Post » Pon maja 16, 2022 11:10 Re: bajka dla Kubusia st.4 - pamięci mojego ukochanego kota

Też myślę, że historia powinna się skonczyć w momencie, kiedy przestałaś ją opowiadać Kubusiowi. To przecież była bajka dla niego.
Nasz wątek:
viewtopic.php?f=46&t=187577
Wątek kotów Joli Dworcowej:
viewtopic.php?f=1&t=191624
Kącik Muzyczny
viewtopic.php?f=8&t=190784
Zjawiska niewytłumaczalne, opowieści o duchach i nie tylko
viewtopic.php?f=8&t=194190

jolabuk5

 
Posty: 59703
Od: Nie paź 16, 2005 14:56
Lokalizacja: Łódź

Post » Pon maja 16, 2022 21:03 Re: bajka dla Kubusia st.4 - pamięci mojego ukochanego kota

odc.10
Tu muszę wyjaśnić na czym polegała wyjątkowość filmów przyrodniczych Spółki Pif & Paf.
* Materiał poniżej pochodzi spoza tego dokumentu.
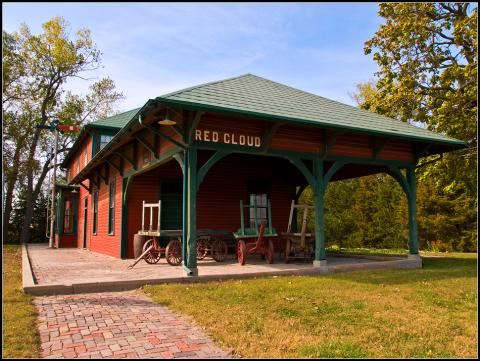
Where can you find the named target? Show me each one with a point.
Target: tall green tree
(35, 71)
(428, 59)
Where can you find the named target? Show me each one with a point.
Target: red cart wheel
(269, 252)
(219, 250)
(173, 252)
(241, 252)
(153, 256)
(202, 247)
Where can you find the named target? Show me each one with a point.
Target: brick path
(117, 325)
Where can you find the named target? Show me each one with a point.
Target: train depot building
(223, 159)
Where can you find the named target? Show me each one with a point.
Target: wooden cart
(208, 241)
(299, 246)
(257, 239)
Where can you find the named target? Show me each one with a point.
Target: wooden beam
(147, 145)
(268, 137)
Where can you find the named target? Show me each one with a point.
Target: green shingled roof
(116, 121)
(251, 94)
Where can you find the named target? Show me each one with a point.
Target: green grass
(20, 336)
(428, 312)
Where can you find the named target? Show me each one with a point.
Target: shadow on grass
(434, 269)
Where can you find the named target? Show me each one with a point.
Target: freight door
(171, 194)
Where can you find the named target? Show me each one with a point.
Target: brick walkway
(117, 325)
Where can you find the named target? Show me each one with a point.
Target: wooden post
(191, 259)
(320, 256)
(242, 222)
(143, 216)
(269, 214)
(412, 212)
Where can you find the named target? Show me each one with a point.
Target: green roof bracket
(179, 157)
(329, 141)
(331, 172)
(117, 167)
(302, 168)
(378, 146)
(209, 164)
(268, 137)
(127, 158)
(89, 190)
(196, 120)
(147, 145)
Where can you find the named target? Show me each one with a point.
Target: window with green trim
(95, 211)
(111, 207)
(68, 217)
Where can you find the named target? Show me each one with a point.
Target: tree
(428, 58)
(36, 68)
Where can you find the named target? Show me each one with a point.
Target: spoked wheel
(153, 256)
(202, 247)
(173, 252)
(241, 252)
(219, 250)
(269, 252)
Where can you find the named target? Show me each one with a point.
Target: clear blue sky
(150, 49)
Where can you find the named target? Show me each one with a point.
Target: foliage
(427, 56)
(35, 71)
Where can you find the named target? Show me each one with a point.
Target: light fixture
(167, 120)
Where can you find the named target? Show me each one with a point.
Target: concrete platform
(70, 270)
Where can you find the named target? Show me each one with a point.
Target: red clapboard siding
(219, 195)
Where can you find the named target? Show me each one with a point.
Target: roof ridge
(202, 85)
(113, 116)
(364, 111)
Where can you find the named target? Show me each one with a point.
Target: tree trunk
(12, 176)
(32, 195)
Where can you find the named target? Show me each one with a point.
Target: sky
(150, 49)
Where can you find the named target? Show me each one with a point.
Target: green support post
(412, 212)
(242, 221)
(191, 259)
(269, 209)
(319, 190)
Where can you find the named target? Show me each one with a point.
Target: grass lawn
(20, 337)
(429, 312)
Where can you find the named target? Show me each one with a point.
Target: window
(68, 218)
(260, 200)
(95, 211)
(104, 140)
(111, 207)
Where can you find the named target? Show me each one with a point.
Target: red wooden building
(236, 139)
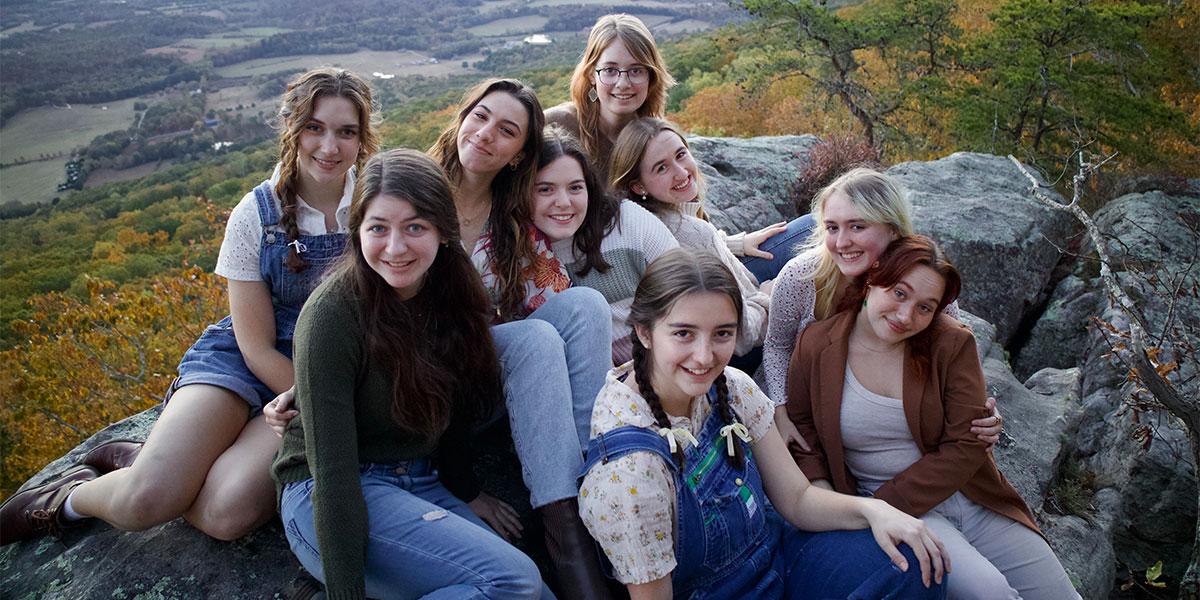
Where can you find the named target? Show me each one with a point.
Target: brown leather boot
(36, 511)
(573, 552)
(112, 455)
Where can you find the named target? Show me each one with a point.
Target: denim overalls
(725, 545)
(215, 359)
(731, 544)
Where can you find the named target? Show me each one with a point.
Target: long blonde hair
(640, 42)
(627, 161)
(295, 109)
(879, 199)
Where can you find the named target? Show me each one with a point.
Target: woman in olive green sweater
(393, 361)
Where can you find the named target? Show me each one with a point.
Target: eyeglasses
(636, 75)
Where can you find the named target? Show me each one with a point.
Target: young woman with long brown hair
(552, 339)
(208, 455)
(622, 77)
(395, 360)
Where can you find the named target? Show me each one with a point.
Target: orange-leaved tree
(85, 364)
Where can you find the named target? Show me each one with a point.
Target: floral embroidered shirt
(544, 277)
(628, 504)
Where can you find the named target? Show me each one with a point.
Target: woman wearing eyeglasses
(622, 77)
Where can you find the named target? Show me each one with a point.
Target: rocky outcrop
(750, 180)
(1063, 406)
(173, 561)
(978, 208)
(1145, 501)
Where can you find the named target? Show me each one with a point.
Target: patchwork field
(517, 25)
(52, 130)
(35, 181)
(191, 49)
(366, 61)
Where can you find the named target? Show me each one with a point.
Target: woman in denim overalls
(209, 454)
(684, 455)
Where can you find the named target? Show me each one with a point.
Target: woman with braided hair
(685, 454)
(209, 454)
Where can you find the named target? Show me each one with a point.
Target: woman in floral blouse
(685, 455)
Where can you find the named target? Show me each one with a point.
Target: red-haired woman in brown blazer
(886, 391)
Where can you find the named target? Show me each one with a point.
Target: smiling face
(667, 171)
(906, 309)
(397, 244)
(622, 99)
(690, 346)
(853, 243)
(490, 138)
(329, 142)
(559, 198)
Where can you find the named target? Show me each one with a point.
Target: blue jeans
(783, 246)
(421, 543)
(553, 364)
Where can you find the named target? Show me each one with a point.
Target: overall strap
(265, 197)
(623, 441)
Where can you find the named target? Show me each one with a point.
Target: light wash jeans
(783, 246)
(421, 540)
(553, 364)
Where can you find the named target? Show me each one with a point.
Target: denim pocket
(297, 502)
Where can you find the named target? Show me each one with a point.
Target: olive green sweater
(345, 420)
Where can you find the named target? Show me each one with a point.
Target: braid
(642, 373)
(287, 195)
(723, 403)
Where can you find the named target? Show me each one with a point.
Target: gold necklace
(472, 220)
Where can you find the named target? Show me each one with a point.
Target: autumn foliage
(87, 364)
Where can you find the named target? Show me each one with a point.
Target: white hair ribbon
(736, 429)
(679, 433)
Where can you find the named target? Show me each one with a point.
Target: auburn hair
(903, 256)
(601, 215)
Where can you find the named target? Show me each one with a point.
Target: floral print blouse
(629, 504)
(544, 277)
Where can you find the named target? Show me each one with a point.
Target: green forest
(102, 291)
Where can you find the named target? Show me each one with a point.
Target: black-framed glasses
(636, 75)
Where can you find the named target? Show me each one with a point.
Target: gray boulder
(1060, 335)
(750, 179)
(978, 208)
(173, 561)
(1137, 454)
(1037, 414)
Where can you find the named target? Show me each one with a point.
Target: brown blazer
(939, 406)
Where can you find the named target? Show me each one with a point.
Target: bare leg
(198, 424)
(239, 493)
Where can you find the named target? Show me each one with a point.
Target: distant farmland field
(31, 183)
(366, 61)
(51, 130)
(517, 25)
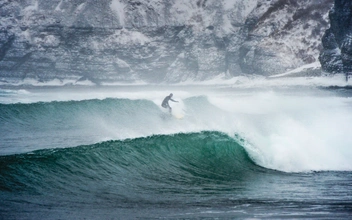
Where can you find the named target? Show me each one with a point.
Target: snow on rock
(158, 40)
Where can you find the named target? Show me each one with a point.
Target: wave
(159, 162)
(291, 132)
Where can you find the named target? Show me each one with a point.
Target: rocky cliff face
(157, 40)
(336, 57)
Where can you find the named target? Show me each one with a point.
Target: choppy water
(117, 154)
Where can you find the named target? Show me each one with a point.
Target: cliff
(157, 40)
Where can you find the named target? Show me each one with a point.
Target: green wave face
(181, 162)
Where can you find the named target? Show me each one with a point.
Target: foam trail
(294, 133)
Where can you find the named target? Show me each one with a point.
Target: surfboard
(178, 115)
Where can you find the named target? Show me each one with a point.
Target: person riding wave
(165, 103)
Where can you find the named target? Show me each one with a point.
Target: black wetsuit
(165, 103)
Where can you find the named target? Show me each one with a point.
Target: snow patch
(118, 7)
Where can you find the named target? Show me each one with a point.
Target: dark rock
(336, 56)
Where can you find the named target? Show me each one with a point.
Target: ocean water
(114, 153)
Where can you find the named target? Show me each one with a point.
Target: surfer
(165, 103)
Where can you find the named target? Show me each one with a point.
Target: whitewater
(239, 151)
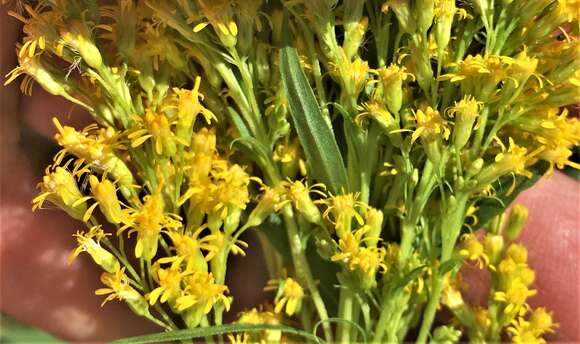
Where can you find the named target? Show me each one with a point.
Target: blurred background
(41, 293)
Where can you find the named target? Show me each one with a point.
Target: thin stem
(345, 309)
(303, 269)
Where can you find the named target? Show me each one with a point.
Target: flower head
(289, 294)
(90, 242)
(60, 188)
(120, 288)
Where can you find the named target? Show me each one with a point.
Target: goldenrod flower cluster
(360, 139)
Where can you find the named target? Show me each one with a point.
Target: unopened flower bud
(475, 167)
(392, 79)
(60, 188)
(374, 221)
(465, 113)
(270, 202)
(77, 37)
(300, 196)
(423, 13)
(90, 243)
(106, 195)
(493, 245)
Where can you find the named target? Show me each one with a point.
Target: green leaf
(409, 277)
(13, 331)
(491, 207)
(316, 136)
(258, 153)
(203, 332)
Otóż przyzwyczajeni jesteśmy do filmów, gdzie kamera obserwuje zwierzęta w ich naturalnym środowisku, minuta po minucie.
Natomiast w filmach, produkowanych przez Pifa i Pafa , zwierzęta same opowiadały o swoim życiu. Pif i Paf przeprowadzali z takim zwierzakiem rozmowę, pytali się o zwyczaje, o życie codzienne, o ich rodziny a także o marzenia. Odpowiedzi były bardzo różne. Jeden wąż na przykład powiedział, że wolałby być ptakiem, a nie wężem. Kret zaś nie lubił chować się pod ziemią; wolałby wylegiwać się na słonku, jak jaszczurka. Jaszczurka zaś chętnie by sobie popływała. Takie małe marzenia małych zwierząt. Były też wywiady z mieszkańcami schronisk, bo, jak pisałam, sytuacja tych zwierząt bardzo leżała na sercu naszym przyjaciołom.
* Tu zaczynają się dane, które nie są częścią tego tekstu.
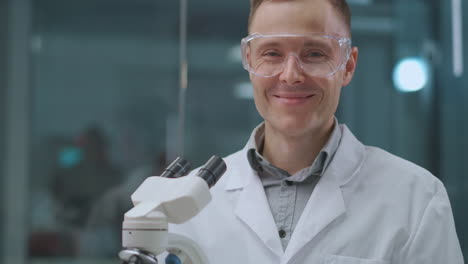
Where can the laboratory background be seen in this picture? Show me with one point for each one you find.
(97, 95)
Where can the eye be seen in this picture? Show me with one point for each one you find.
(315, 54)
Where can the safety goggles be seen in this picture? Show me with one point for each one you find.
(315, 54)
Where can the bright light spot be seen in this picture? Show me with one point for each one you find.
(411, 74)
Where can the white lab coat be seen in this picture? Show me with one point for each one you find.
(369, 207)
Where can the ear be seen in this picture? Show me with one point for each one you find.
(350, 66)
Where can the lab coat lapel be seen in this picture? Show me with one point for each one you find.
(327, 203)
(253, 209)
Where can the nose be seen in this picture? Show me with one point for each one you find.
(292, 73)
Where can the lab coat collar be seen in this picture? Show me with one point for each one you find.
(348, 158)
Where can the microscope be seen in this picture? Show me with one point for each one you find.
(160, 200)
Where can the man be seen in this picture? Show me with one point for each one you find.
(304, 189)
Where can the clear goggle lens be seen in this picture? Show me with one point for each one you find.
(316, 54)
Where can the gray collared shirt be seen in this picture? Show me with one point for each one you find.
(288, 194)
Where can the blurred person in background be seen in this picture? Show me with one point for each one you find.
(79, 186)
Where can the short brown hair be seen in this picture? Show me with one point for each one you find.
(340, 5)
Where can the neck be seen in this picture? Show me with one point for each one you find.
(293, 153)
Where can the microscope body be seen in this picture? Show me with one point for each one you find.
(158, 202)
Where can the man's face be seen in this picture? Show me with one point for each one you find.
(292, 102)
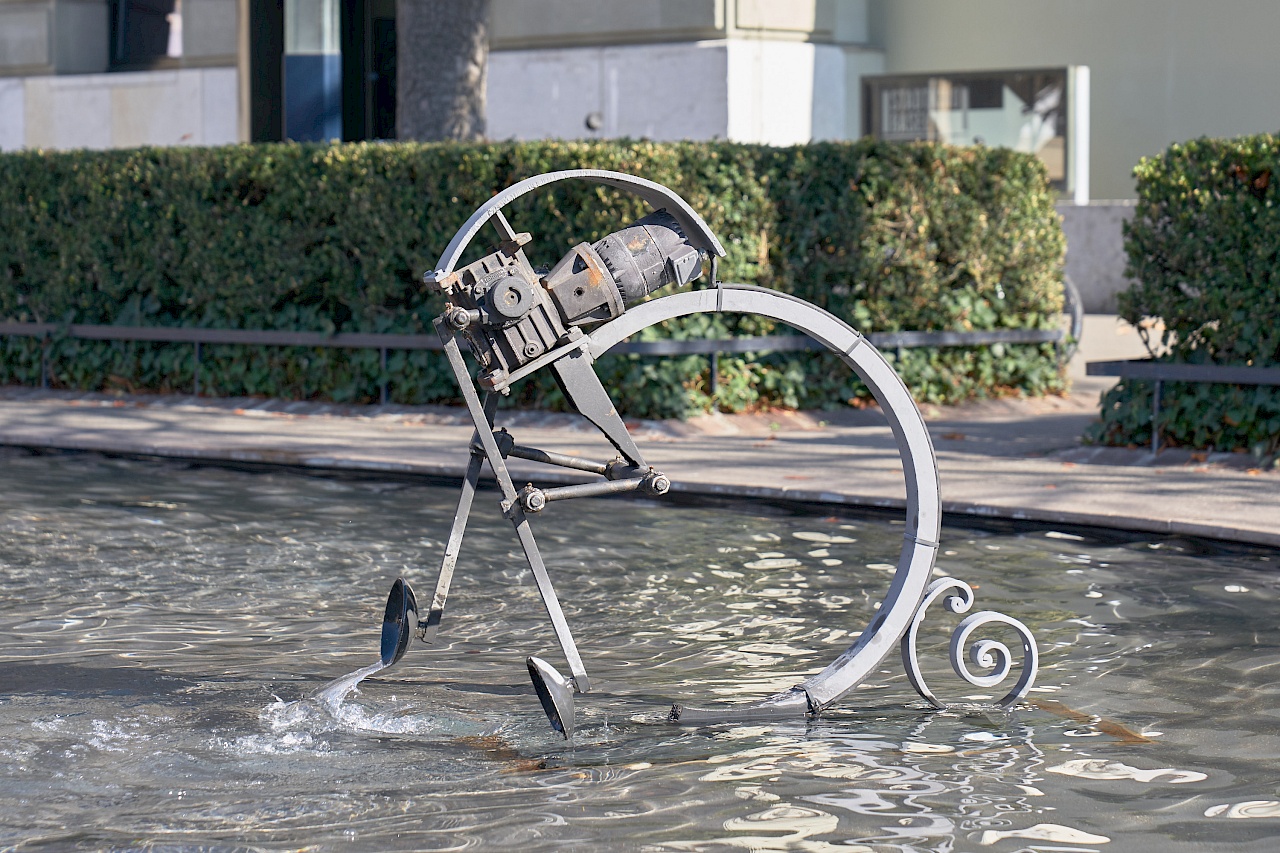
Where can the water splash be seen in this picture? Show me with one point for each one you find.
(333, 693)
Wracając do nowego bohatera: szczurka Adasia, to Pif był bardzo zadowolony, że szczurek do nich dołączył. Zakochany Paf kompletnie był rozkojarzony w czasie pracy. Pif do niego mówił, radził się go w ważnej sprawie, a Paf w ogóle nie słyszał, co się do niego mówi. Codziennie rano, w południe i wieczorem spotykał się ze swoją dziewczyną, a potem tylko patrzył na zegarek kiedy następne spotkanie nastąpi. Pif wreszcie dał spokój.
- Proszę, przejmij obowiązki Pafa, dopóki ten się nie otrząśnie - zwrócił się Pif do Adasia.
Szczurek Adaś zastąpił Pafa idealnie wpasowując się w rolę. Do czasu...

Przed narodzinami dzieci Kubusia i Toli wszyscy pojechali na wieś. Jeździli tam bardzo często, by trochę odpocząć. Do tej pory Pif i Paf wracali po dwóch dniach, a reszta później. Tym razem Pif i Adaś wrócili wcześniej, a Paf nawet tego nie zauważył. Przyjechał razem z dziewczyną i przez cały czas chodzili własnymi ścieżkami.

Kiedy Tola urodziła dwoje dzieci, Adaś oszalał na ich punkcie. Mył, przewijał, tulił do snu, masował brzuszki gdy bolały. (Tola tylko je karmiła) Był najlepsza niańką na świecie. Dzielił czas miedzy dziećmi a firmą.

odc.10a
Maleńka kotka dostała na imię Mimi, a kotek - Maks.
Firma wypuściła nowy plakat, którego autorem był Adaś: w środku szczur trzymający na kolanach maleństwa, po obu stronach siedzą Pif i Paf, a na górze, nad nimi napis: NASZE CHRZEŚNIAKI.
Tola żaliła się do Kubusia:
- Popatrz, przecież nasze dzieci nie będą normalnymi kotami. Będą, jak Pif i Paf, celebrytami i przejmą po nich firmę.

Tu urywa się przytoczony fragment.